Kate Hawkesby: The truth about chore wars

Author
Kate Hawkesby,
Publish Date
Wed, 19 May 2021, 11:52AM

Chore wars has been an ongoing issue debated through the ages by men and women, so it was unsurprising this week to see it rear its head again in the form of a new study.

That study came with a blunt headline – as they so often do – that ‘couples sharing the domestic burden would boost the economy by $1.5 billion’.

Great in theory. But that’s all it is, theory. And actually, a very large assumption. The assumption is that women who have to do less unpaid work at home, would thus be freed up to have more time to go and do paid work. But that’s assuming women want to do that. 

What if they don’t?  What if they want to spend that extra time they have freed up to do something for themselves like go for a walk, read a book, catch up with a girlfriend, or hit the gym? What if they just appreciate the downtime?

I also think with gender studies like this, you’re calculating hard and fast measurables like actual jobs. Which as any woman running a household knows is only part of the equation.

Yes, you can split laundry and dishwasher duties and decide who takes the rubbish out. But it’s more nuanced than that.

Whose carrying the mental burden of thinking about what needs to be bought at the supermarket, what the kids need for school, what time they have to be somewhere, when the dog needs feeding? 
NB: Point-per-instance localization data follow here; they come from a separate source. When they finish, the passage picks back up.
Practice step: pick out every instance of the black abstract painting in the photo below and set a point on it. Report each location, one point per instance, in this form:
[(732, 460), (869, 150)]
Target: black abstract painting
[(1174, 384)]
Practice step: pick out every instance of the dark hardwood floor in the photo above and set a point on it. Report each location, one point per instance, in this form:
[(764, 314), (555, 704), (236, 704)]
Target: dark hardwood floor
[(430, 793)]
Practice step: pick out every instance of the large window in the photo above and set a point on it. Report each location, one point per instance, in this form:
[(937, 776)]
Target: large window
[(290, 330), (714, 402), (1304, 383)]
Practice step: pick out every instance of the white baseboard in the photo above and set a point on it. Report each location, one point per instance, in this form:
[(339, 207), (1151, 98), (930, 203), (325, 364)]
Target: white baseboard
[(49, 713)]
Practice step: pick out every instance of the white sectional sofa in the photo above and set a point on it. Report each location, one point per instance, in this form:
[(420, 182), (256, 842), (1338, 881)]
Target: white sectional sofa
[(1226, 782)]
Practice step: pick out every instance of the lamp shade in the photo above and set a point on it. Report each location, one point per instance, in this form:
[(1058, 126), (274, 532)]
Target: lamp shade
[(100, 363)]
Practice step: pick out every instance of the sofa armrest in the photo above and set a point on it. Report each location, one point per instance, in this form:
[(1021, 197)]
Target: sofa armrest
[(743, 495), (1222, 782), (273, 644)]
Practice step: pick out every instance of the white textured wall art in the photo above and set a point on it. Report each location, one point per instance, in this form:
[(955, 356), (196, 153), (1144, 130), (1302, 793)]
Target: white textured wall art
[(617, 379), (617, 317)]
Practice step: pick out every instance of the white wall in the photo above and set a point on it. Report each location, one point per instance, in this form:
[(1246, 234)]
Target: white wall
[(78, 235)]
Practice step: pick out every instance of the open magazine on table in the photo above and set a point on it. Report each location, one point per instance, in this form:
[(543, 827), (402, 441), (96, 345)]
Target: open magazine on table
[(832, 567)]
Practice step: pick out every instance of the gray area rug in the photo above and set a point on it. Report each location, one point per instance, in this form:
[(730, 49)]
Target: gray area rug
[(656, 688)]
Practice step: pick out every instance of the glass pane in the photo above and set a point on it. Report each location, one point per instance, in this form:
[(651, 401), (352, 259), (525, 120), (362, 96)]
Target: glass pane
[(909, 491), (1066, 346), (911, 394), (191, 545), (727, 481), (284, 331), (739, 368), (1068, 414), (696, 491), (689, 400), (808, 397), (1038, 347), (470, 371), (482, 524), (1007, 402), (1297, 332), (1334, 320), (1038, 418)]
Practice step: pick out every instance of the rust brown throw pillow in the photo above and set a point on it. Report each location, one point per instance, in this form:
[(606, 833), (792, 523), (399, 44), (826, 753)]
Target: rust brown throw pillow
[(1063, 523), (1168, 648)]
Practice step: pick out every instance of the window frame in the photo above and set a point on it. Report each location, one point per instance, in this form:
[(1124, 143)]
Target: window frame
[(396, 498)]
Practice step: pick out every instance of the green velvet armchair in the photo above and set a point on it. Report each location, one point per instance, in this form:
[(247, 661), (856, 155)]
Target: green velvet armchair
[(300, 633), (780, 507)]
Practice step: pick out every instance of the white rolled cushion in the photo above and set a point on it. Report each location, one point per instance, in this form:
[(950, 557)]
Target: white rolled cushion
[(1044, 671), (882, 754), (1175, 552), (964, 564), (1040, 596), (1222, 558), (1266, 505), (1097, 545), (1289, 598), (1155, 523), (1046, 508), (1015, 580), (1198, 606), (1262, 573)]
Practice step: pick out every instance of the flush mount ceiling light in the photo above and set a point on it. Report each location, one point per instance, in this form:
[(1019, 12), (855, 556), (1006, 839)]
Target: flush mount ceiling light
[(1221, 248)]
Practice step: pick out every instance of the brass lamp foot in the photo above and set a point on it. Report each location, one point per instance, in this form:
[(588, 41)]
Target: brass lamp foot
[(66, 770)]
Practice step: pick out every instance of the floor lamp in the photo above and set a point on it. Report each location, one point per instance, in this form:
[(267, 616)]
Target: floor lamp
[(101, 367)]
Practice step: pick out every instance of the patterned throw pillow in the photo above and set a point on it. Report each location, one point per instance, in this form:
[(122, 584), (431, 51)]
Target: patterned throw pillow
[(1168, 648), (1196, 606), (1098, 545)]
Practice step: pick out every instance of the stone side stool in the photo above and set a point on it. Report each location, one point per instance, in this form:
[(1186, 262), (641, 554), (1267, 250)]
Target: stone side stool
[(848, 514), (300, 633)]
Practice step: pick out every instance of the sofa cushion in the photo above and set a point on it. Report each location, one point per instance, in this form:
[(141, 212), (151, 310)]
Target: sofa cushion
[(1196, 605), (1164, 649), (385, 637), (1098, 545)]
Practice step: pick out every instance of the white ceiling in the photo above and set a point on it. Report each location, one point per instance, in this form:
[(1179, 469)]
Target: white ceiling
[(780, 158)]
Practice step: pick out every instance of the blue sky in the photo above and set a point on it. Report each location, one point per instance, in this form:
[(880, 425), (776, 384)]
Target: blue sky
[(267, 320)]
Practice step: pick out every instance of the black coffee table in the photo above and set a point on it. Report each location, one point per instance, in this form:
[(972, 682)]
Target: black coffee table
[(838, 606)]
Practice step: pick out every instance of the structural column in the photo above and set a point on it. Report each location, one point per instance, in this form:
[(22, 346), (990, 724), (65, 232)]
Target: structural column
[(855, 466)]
Who’s writing the Christmas list and buying the gifts and planning the Christmas lunch? Who lies awake at night wondering if they watered all the plants and if they left a hose on?

Because as far as I can gather in my time on this planet as a working woman and mother, there are jobs at home, and then there’s thinking about the jobs. The nonstop planning, the forecasting, the knowing. 

Mums know when the birthday is coming up, when the soccer game is, when the uniform has to be out of the wash by. Sure, Dads can help do that stuff, they can transport to soccer or wash the uniform, but have they thought of that for themselves or are they operating under instruction?

Because without sounding like a rabid feminist here, having to do all the thinking, and hand out all the instructions, is exhausting too. You know what? Better than doing the dishes, or folding the laundry, is doing it without being asked to, or thinking to do it all by yourself. Where’s the study on that?

I know that in our house I'm very lucky to have a partner who happens to love housework, who washes cars and sheets and towels and vacuums floors and takes out rubbish and does the ironing and runs the kids around.

But if you asked him if we have enough apples for the week or where the school lunchboxes go or when the PE uniform has to be washed by, I can pretty much guarantee he won’t have given that a second thought. Furthermore, he won’t care. 

Show me the survey on the gender split around caring about household jobs and when they’re done, knowing intuitively what needs to happen at home, and thinking ahead about it, because that's the real measurable on whose got extra time.